Photo by AS Photography
Tech giant Google is pushing further into the music space, introducing new capabilities that allow users to generate original songs through its AI assistant Gemini. The company is currently testing what it describes as its most advanced music model yet, enabling users to create short tracks from prompts including text, images, and video. The feature signals another major step in the rapidly evolving intersection between artificial intelligence and music production, arriving at a time when the industry is still grappling with the implications of machine-generated content.
The tool, powered by Google’s Lyria 3 model, allows users to generate approximately 30 seconds of music complete with vocals, lyrics, and instrumentation. Marketed as a high-fidelity generator capable of translating moods or visuals into sound, the feature is currently limited to adult users within the Gemini app. Google states that all generated audio is embedded with its SynthID watermarking technology, designed to identify AI-created material and support verification efforts as synthetic media becomes more widespread.
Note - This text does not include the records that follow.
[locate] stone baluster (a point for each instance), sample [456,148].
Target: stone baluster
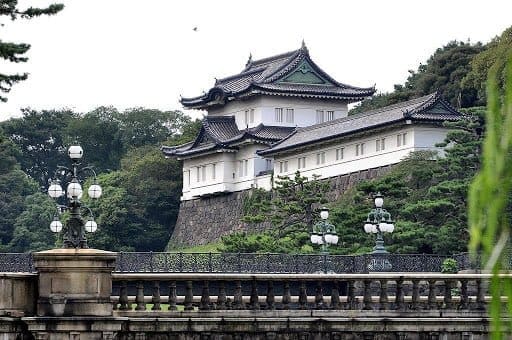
[205,297]
[432,303]
[480,291]
[351,295]
[221,299]
[335,296]
[270,295]
[189,296]
[237,297]
[448,303]
[172,295]
[383,298]
[285,303]
[254,299]
[123,297]
[155,299]
[399,298]
[415,304]
[367,295]
[464,299]
[319,295]
[139,297]
[303,296]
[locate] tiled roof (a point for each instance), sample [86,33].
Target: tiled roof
[222,133]
[427,108]
[265,76]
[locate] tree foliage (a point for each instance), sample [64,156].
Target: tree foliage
[444,71]
[491,192]
[141,187]
[291,209]
[15,52]
[495,55]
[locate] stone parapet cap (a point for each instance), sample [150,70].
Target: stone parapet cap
[65,252]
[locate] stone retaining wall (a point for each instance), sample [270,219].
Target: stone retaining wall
[205,220]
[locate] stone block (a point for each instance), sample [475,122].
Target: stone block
[80,277]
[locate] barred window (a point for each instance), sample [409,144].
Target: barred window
[339,153]
[290,115]
[279,114]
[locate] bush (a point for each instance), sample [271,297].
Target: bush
[449,266]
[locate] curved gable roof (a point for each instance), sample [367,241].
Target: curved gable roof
[275,76]
[427,108]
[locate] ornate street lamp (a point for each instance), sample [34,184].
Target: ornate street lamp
[379,222]
[324,233]
[74,236]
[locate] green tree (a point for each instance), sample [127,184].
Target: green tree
[41,136]
[99,133]
[495,55]
[141,199]
[15,52]
[141,126]
[32,226]
[291,210]
[15,185]
[490,192]
[444,71]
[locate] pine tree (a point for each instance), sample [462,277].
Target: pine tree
[14,52]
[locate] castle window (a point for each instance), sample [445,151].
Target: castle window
[289,115]
[319,116]
[339,153]
[320,158]
[401,139]
[240,168]
[380,144]
[279,114]
[268,163]
[301,162]
[359,149]
[283,166]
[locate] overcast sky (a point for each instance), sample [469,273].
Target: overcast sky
[129,53]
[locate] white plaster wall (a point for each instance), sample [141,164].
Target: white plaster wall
[227,164]
[264,110]
[417,138]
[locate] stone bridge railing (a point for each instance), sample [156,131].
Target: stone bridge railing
[384,292]
[76,294]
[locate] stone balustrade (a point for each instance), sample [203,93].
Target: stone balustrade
[363,292]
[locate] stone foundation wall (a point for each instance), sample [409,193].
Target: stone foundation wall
[205,220]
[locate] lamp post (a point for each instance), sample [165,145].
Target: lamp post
[324,233]
[379,222]
[74,234]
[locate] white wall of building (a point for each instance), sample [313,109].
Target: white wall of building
[252,112]
[235,171]
[416,138]
[224,172]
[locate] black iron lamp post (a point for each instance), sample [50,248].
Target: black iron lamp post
[379,222]
[76,226]
[324,233]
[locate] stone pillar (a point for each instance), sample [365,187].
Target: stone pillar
[74,282]
[18,292]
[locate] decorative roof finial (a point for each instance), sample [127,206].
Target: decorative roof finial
[249,61]
[303,47]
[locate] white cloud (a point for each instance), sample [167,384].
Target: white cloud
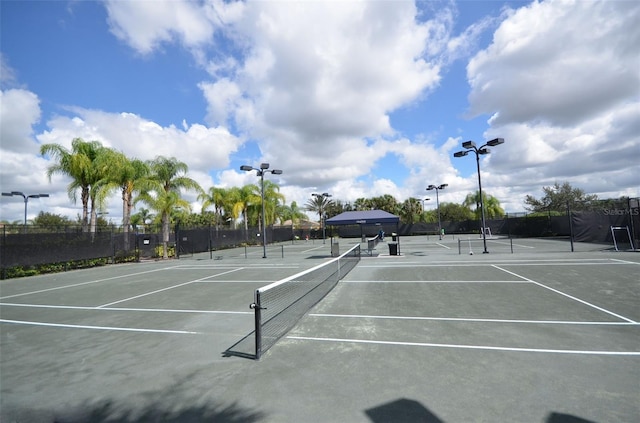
[19,111]
[561,82]
[201,147]
[558,62]
[145,25]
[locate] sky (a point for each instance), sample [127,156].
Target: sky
[353,98]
The development lands amid growing tension between technology companies and streaming platforms. Services including Deezer and Apple Music have recently moved to reduce financial incentives for AI-generated tracks. Earlier this month, Apple Music vice president Oliver Schusser revealed that billions of fraudulent streams had been removed from the platform, while Deezer announced it had demonetised the majority of AI uploads using new detection software capable of identifying music created with generative platforms such as Suno and Udio.
As artificial intelligence tools become more sophisticated and widely accessible, the music industry is confronting a more urgent and complicated reality: the line between creative augmentation and market disruption is becoming increasingly blurred. While companies frame these systems as collaborative tools, their scale and accessibility raise legitimate concerns around authorship, compensation, and artistic value. Google’s latest move suggests the technology sector is accelerating ahead regardless, leaving the cultural and economic consequences for the music ecosystem to be resolved later – or never.